Во мне вдруг пробуждается надежда, а с ней и решимость. Мои руки начинают двигаться в такт биению моего сердца, и в том же ритме поспевает мысль. Эта гармония замедляет течение времени, последние секунды широко растекаются, и на их просторах пробуждается жизнь больного. Его дыхание едва слышно — такое же судорожное и прерывистое, как в предсмертные мгновения. Вскоре оживает самый ранимый — дыхательный центр коры головного мозга. Дыхание становится ровным и глубоким. Все отчетливей бьется сердце, благодатная кровь омывает ткани, насыщает их кислородом. Жизнь нарастает, только сознания все еще нет, кора мозга проснется последней.
— Что бы вы стали делать, — вдруг спрашивает помощница, — если бы сердце больного не забилось?
Странный вопрос! Неужели она не знает, как в таких случаях поступают?

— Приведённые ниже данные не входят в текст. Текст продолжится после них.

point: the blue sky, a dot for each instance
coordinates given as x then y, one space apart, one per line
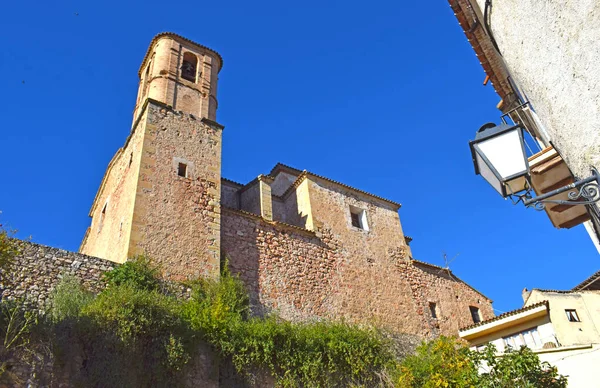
383 97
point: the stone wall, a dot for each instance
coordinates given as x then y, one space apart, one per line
452 298
112 211
34 274
551 51
176 218
304 275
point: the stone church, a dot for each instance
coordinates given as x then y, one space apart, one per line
306 246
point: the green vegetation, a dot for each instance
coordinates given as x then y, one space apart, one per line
445 363
133 334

Впрочем, неудивительно, она ведь не врач. У патологоанатомов такие затруднения не возникают.
— Неужели вы рассекли бы грудную клетку, чтобы рукой массировать сердце?
Конечно, но откуда эти нотки досады и иронии? Так говорит человек, который не столько движим любопытством, сколько желанием поставить другого в тупик. «В таком виде разговор не может продолжаться», — решаю я и все-таки ей отвечаю:
— Практика оживления умерших путем сжимания левой части грудной клетки насчитывает уже века. Почему бы и мне не воспользоваться этим приемом? Индейцы Северной Америки, чтобы вернуть мертвого к жизни, передавали ему дыхание живого человека. И в этом, как видите, мы недалеко ушли от того, что делали до нас другие…
— Вы умеете читать лекции в самом неподходящем месте, — не отводя глаз от больного, говорит она. — Это не каждому удается.
Я был готов уже ответить ей тем же, оборвать на полуслове, намекнуть, что дерзость не украшает ее, но в это мгновение больной открыл глаза. Они были устремлены на меня, но вряд ли что-либо различали. Так смотрят слепые. Я взглянул на часы, чтобы выяснить сколько времени прошло с момента клинической смерти.